In my last post I attempted to overlap what it would take to establish a middle ground and the concept of open source driven solutions. I'm not sure how well my point went across, but I am certain that the notion of a new wave of solution that not only includes, but is rooted in openness is one that's here to stay. With that in mind, I think it's relevant to look into what it will take to facilitate the shift towards flexible, truly open solutions. More than anything I think this entails a change in perception regarding what/how sizable a role open source will play in the mostly nebulous world of "solutioning." In effect, what needs to happen in order to kick-start the evolution of open solutions from embryonic towards maturity?

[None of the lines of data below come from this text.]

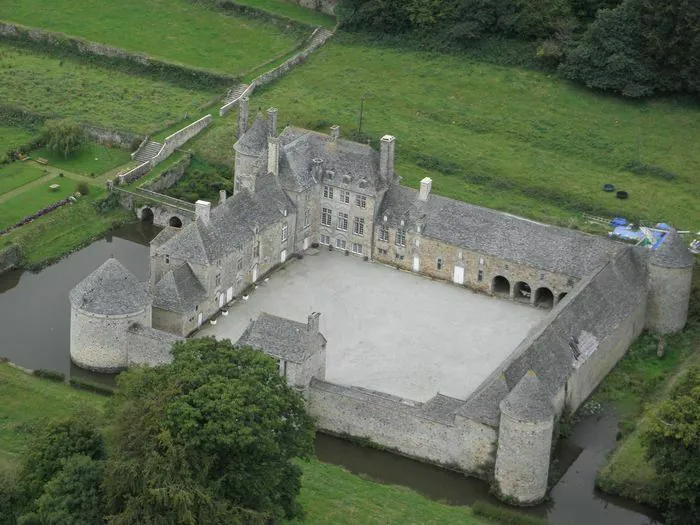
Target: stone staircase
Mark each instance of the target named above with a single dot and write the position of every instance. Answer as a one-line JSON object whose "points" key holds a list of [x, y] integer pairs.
{"points": [[235, 93], [148, 151]]}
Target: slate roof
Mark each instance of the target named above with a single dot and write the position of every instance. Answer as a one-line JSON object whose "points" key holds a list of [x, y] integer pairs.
{"points": [[672, 252], [528, 400], [506, 236], [597, 306], [254, 141], [179, 290], [280, 337], [344, 158], [231, 225], [110, 290]]}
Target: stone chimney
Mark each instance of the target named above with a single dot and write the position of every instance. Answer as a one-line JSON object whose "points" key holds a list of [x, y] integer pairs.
{"points": [[202, 210], [312, 325], [273, 155], [386, 158], [317, 169], [242, 117], [425, 186], [272, 122]]}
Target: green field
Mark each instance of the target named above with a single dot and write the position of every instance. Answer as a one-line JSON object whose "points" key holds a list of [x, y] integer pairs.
{"points": [[330, 495], [176, 30], [63, 88], [507, 138], [91, 158], [13, 136], [17, 174]]}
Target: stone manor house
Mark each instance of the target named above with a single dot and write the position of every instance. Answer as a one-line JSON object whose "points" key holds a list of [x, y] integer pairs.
{"points": [[295, 189]]}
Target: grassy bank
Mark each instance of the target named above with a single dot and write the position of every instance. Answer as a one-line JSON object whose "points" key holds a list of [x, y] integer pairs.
{"points": [[330, 495], [641, 378], [507, 138], [177, 30], [65, 230], [63, 88]]}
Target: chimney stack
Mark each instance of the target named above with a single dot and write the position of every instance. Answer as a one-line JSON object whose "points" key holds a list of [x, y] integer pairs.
{"points": [[312, 325], [273, 155], [317, 169], [201, 210], [242, 117], [272, 122], [425, 186], [386, 158]]}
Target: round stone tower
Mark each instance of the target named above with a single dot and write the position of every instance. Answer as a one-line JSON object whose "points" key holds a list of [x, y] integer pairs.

To those allergic to buzzwords, the term solution might incite a sneeze. However, upon further examination a great deal of technology is delivered as a solution, that is a bundled, ready-to-use component. The consumer technology market, by itself, is rife with examples (see: the iPod, most home PCs). And while the concept that consumers want to purchase products that fit a specific niche practically out-of-the-box, the notion that the same holds for large companies isn't as evident. To be fair, it's not possible to mass produce ready-made technology for organizations with narrowly defined business requirements and use-case scenarios. And in the case of open source, there are hardcore realities that stand in the way of it playing a larger role in driving greater time-to-value and cost efficiency:
- Integrated designs. One solution size does not fit all and the fit is typically determined by the industry in question. This implies a knowledge of specific segments drawn out in the form of industry solution maps.
- The importance of the sales cycle. Solutions are sold, first and foremost. Open source is still being stealthily transported into a great deal of enterprise environments with the sales process a shortened after thought. If the notion of open source solutions is to take hold, it must be sold and accepted wholeheartedly not smuggled in and permitted to stay afterwards.
- Overlap with industry proven models, best practices and methodologies is key. Acronyms like CBM, IFW and BPM might not be everyday terms but they are industry proven and widely accepted as the basis for solutioning.
- The criticality of a top-down approach that initially prizes business value over technology. I won't pose the bottom-up mentality that has buoyed the open source software movement for some time now, against the seemingly inherent top-down nature of most hierarchies. However, it pays to note that technology selection/procurement is at its core a business decision. And unlike individual products, integrated solutions speak more to the business side of things than anything else.
Finally, if open source solutions are to evolve they must rely on more than being cheaper. Especially since the marketplace tends to base its decision on more factors than just price alone. The market for solutions is driven by participants who exhibit demand for addressing their industry-specific performance drivers, are modular and customizable. Add to the fact that providers which can accelerate time to value, reduce risk and deliver integration are its leaders and it becomes evident that the road to broadly relevant open source solutions is a tough one, indeed.